Cartoonist Chris Ware, in the New York Review of Books, on Krazy Kat's banjo:
I may be in the minority here, but I really think that most if not all readers of Krazy Kat during Herriman's lifetime would have had a hard time thinking of Krazy as anything but African-American... one detail in Herriman's strip that would have absolutely cemented this identity in the minds of contemporary readers has since passed into obscurity: Krazy Kat's banjo. Through received clichés and shifts of poverty and culture in America, the banjo has come to be thought of as an instrument of poor whites, but at the turn of the century, it was as emblematic as a watermelon as part of the African-American stereotype. In fact, the banjo has a solemn origin: descended from the West African akonting, xalam, and ngoni instruments, played as an accompaniment to storytelling by Wolof griots in Senegal or the Jola in Gambia, early instruments like what became the American banjo were recreated by American slaves from whatever plantation materials were at hand — gourds, turtle shells, coconuts, animal skins — to try to hold on to a memory of life and culture torn from their grasp.Chris Ware, "To Walk in Beauty."
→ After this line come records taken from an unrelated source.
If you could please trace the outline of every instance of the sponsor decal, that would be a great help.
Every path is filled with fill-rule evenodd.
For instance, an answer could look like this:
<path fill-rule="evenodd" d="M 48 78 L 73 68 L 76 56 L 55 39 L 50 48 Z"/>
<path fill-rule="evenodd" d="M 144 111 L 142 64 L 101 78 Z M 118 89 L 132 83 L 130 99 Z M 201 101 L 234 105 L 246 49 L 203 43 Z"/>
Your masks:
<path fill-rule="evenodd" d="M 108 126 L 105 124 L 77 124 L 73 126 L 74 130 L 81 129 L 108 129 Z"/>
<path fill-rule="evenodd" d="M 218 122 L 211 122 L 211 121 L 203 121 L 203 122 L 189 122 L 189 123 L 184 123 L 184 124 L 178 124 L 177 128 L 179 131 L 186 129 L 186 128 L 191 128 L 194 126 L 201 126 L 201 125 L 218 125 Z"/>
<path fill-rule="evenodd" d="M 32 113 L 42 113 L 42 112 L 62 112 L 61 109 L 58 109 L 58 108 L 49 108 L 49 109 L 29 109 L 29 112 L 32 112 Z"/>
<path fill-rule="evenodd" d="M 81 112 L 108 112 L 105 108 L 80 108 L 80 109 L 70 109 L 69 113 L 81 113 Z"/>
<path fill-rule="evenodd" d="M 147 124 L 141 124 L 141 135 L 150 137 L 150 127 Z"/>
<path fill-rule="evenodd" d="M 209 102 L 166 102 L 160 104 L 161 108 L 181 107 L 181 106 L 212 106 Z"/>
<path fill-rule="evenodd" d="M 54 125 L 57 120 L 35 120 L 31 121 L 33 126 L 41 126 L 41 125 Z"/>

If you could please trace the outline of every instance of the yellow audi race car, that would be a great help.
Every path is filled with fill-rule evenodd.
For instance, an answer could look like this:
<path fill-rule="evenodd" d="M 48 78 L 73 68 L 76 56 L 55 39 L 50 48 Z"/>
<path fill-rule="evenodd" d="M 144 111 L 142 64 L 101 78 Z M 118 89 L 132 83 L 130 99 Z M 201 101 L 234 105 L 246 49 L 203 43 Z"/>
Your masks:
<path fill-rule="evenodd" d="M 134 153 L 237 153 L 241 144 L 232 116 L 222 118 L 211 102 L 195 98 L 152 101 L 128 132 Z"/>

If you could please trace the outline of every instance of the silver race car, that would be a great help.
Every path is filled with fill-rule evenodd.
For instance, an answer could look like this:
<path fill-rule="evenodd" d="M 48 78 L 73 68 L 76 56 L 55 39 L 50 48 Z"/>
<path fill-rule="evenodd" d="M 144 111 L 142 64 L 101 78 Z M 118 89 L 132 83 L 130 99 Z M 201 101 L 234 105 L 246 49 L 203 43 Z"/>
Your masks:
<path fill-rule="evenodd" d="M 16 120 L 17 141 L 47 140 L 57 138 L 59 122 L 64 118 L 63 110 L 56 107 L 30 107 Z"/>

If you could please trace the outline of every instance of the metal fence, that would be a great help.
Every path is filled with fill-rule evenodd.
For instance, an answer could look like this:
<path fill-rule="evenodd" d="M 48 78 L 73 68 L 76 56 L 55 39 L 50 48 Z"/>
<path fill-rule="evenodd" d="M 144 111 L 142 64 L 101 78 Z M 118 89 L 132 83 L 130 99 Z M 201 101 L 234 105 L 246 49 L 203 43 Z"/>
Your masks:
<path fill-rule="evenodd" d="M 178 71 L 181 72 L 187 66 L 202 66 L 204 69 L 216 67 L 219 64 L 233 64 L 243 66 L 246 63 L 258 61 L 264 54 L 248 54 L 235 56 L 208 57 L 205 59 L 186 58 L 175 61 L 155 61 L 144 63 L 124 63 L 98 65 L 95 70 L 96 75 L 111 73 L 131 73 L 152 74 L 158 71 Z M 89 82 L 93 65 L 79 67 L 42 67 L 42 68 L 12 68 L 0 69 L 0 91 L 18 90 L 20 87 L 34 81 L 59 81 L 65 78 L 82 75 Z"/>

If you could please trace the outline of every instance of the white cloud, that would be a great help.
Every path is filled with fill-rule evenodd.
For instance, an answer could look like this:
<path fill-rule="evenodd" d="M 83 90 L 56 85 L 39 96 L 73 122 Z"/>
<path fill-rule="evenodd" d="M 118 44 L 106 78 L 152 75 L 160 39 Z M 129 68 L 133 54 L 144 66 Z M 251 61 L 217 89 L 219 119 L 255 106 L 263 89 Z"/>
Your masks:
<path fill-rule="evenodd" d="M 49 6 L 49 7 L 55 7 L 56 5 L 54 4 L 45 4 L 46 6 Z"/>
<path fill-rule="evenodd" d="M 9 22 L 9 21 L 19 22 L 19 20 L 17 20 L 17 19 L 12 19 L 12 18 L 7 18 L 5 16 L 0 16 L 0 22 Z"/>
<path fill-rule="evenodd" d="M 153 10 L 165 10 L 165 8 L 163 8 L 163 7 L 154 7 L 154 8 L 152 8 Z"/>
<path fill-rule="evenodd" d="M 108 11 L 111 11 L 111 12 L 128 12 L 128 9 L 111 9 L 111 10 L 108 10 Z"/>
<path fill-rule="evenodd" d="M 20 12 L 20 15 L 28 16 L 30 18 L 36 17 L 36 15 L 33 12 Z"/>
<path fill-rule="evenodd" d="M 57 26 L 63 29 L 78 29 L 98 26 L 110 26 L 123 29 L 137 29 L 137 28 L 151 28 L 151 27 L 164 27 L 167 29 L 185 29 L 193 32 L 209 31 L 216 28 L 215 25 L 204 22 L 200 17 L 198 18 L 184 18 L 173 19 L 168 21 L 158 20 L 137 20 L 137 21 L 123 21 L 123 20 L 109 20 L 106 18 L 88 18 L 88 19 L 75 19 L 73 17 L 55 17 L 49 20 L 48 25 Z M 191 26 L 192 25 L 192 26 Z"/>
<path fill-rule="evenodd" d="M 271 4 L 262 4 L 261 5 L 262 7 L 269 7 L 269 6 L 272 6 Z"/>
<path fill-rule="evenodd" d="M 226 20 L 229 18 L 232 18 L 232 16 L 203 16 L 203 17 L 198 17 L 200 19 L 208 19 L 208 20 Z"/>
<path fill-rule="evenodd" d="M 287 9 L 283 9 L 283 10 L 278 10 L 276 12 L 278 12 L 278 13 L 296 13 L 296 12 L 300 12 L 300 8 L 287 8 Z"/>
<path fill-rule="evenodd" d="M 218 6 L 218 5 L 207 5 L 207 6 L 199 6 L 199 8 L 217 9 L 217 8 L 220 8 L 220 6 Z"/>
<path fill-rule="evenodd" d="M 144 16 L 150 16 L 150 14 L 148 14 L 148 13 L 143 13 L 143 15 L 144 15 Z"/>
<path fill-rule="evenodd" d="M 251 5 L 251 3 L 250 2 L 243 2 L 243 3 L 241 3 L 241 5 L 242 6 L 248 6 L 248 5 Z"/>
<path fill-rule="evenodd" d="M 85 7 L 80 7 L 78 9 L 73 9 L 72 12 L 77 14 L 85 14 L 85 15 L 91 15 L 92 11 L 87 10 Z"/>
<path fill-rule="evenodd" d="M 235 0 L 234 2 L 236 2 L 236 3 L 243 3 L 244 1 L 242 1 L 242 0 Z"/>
To the modern reader, the banjo in Krazy Kat might seem a lighthearted accessory, but when Krazy picks it up to sing "There is a Heppy Land Fur, Fur Away," the meaning, to thoughtful readers of the 1920s to the 1940s, would have been clear. Even more astonishingly, Krazy never plays a "proper" banjo, but plays the gourd or coconut banjo, the origins of which by the time of the strip's appearance would indeed have been obscure. Herriman knew what he was doing, and it's not insignificant that the very last strip he left unfinished on his drawing table showed Krazy playing a gourd banjo.